Vivo il mare da quando sono piccolo.
La spiaggia, l’orizzonte che si perde in lontananza, il profumo di resine e sale mi accompagnano dai primi mesi di vita. Poi sono venuti i viaggi, forse spinti dalla curiosità per quel confine blu che vedevo dal bagnasciuga, il desiderio di scoprire cosa c’era al di là.
Il mare, come le vette, sono luoghi che sembrano vivere non di per sé ma per quella spinta verso l’esterno, verso i mondi che promettono. followgrado tbnet
Grado ti mostra subito la silhouette di coste e colline, del Carso e dell’Istria, scorci, a volte molto nitidi, specie dopo che ha soffiato la Bora, di Trieste, della Slovenia e della Croazia.

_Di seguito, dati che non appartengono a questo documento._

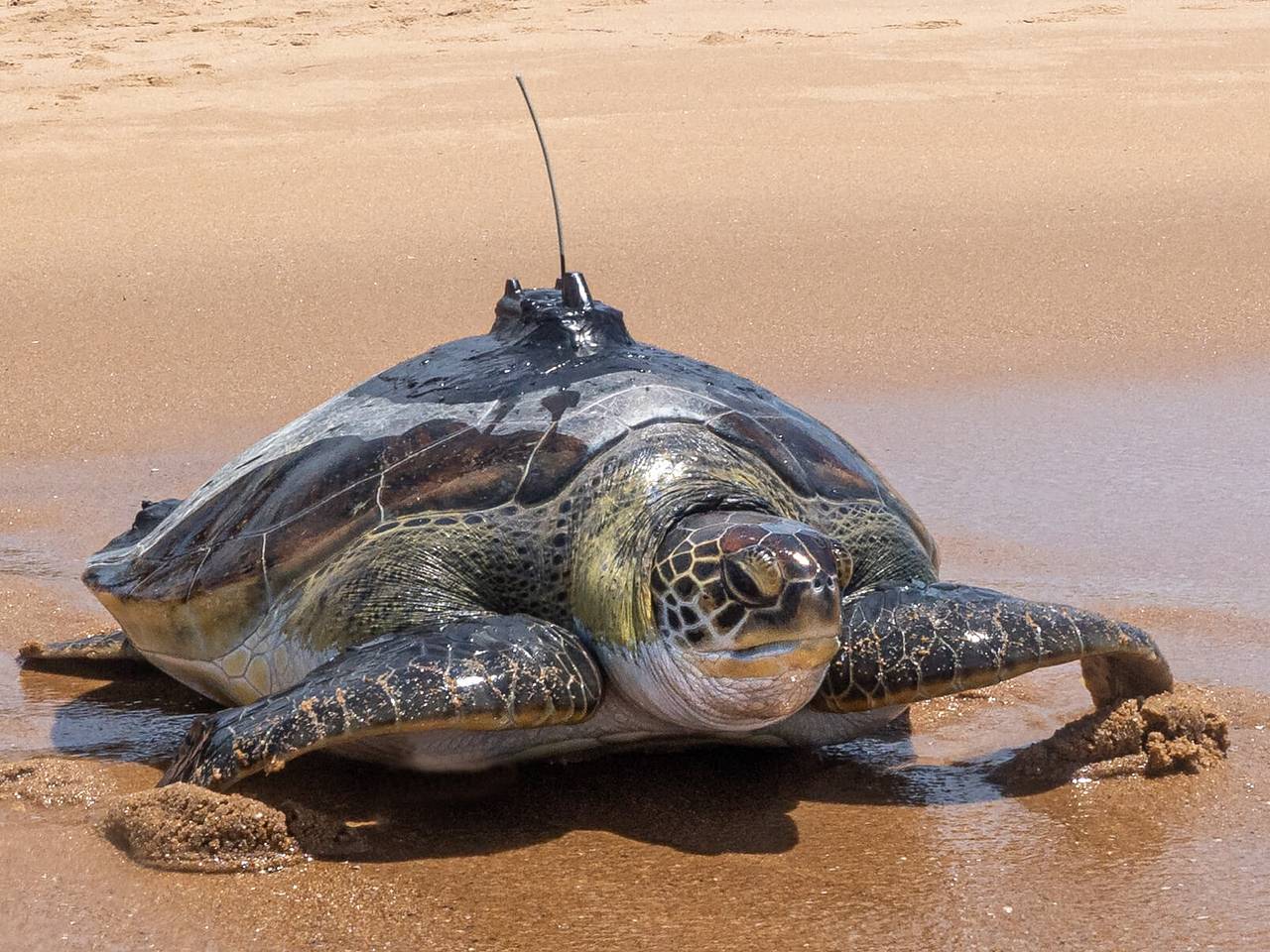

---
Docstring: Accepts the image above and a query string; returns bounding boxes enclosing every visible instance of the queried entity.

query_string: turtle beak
[816,583,1172,712]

Sono pochissime le spiagge dell’Adriatico in grado di offrire questo anfiteatro, contorni e richiami che come un magnete ti spingono nel lungomare al mattino presto, a camminare o semplicemente a stare fermo ad ammirare il sole che si alza e le barche di pescatori che raccolgono il mare.
Un microcosmo completo, ecco cosa sembra questa piccola isola, un mondo a sé che ti accoglie con un lungo ponte che taglia la laguna, con le sue isole e i suoi casoni, poi il suo centro romano, paleo-cristiano e veneziano, che pare sfociare sulla costa e salpare da lì per l’infinito. I luoghi di mare, specie nell’alto Adriatico, sono di solito una spiaggia con numerosi palazzi costruiti dopo il boom economico, ideali per rilassarsi ma spesso limitanti per chi è più curioso.
A Grado invece, basta voltare le spalle alla costa e addentrarsi negli stretti vicoli, per dimenticare ombrelloni e ressa, mentre il campanile della basilica di Santa Eufemia sembra fare da guardiano.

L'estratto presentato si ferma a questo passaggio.